ALT-Aware Mapping

The GRCh38 human reference contains many more alternate haplotypes, or ALT contigs, than previous versions of the reference. Generally, including ALT contigs for complex regions in the mapping reference improves mapping and variant calling specificity. Otherwise, reads that match an ALT contig but score poorly against the corresponding location in the primary assembly can be misaligned. However, when many reads align equally well to an ALT contig and to the corresponding position in the primary assembly, mapping without special treatment degrades variant calling sensitivity.DRAGEN ALT-aware mapping eliminates the sensitivity degradation issue while maintaining specificity improvements from ALT contigs.

ALT-aware mapping requires hash tables that are built with ALT liftover alignments specified. For more information, see ALT-Aware Hash Tables. If a hash table built with liftover alignments is provided, DRAGEN automatically runs with ALT-aware mapping. To disable ALT-Aware mapping with a liftover reference, set the --alt-aware option to false.

If ALT contigs are detected in an hg19 or GRCh38 reference, DRAGEN requires ALT-Aware hash tables. To disable this requirement in DRAGEN, set the --ht-alt-aware-validate option to false.

When ALT-aware mapping is enabled, the DRAGEN mapper and aligner are aware of the liftover relationship between ALT contig positions and corresponding primary assembly positions. DRAGEN uses seed matches within ALT contigs to obtain corresponding primary assembly alignments, even if the latter score poorly. Liftover groups are formed, each containing a primary assembly alignment candidate and zero or more ALT alignment candidates that lift to the same location. Each liftover group is scored according to its best-matching alignments, taking properly paired alignments into account. The highest-scoring liftover group provides its primary assembly representative as the primary output alignment, with MAPQ calculated based on the score difference to the second-best liftover group. Emitting primary alignments within the primary assembly maintains normal aligned coverage and facilitates variant calling there. If the --Aligner.en-alt-hap-aln option is set to 1 and --Aligner.supp-aligns is greater than 0, then corresponding alternate haplotype alignments can also be output and flagged as supplementary alignments.

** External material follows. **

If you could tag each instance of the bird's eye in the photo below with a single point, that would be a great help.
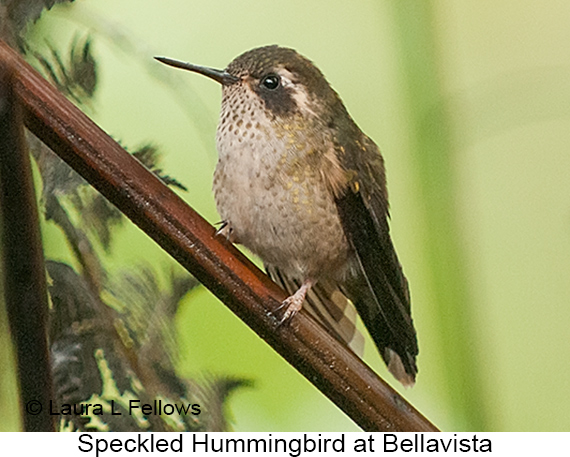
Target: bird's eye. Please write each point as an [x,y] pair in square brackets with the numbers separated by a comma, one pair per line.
[270,82]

The following is a comparison of alternative approaches for dealing with alternate haplotypes.

Mapping without ALT contigs in the reference:
Reads matching ALT contigs can misalign and result in a false-positive variant call.
Poor mapping and variant calling sensitivity where reads matching an ALT contig differ greatly from the primary assembly.
Mapping with ALT contigs but no ALT awareness:
Reads matching ALT contigs do not misalign and related false-positive variant calls are prevented.
Low or zero aligned coverage in primary assembly regions covered by alternate haplotypes, because some reads are mapping to ALT contigs.
Low or zero MAPQ in regions covered by alternate haplotypes, where they are similar or identical to the primary assembly.
Variant calling sensitivity is reduced throughout regions covered by alternate haplotypes.
Mapping with ALT contigs and alt awareness:
Reads matching ALT contigs do not misalign and related false-positive variant calls are prevented.
Normal aligned coverage in regions covered by alternate haplotypes, because primary alignments are mapping to the primary assembly.
Normal MAPQs are assigned because alignment candidates within a liftover group are not considered in competition.
Good mapping and variant calling sensitivity where reads matching an ALT contig differ greatly from the primary assembly.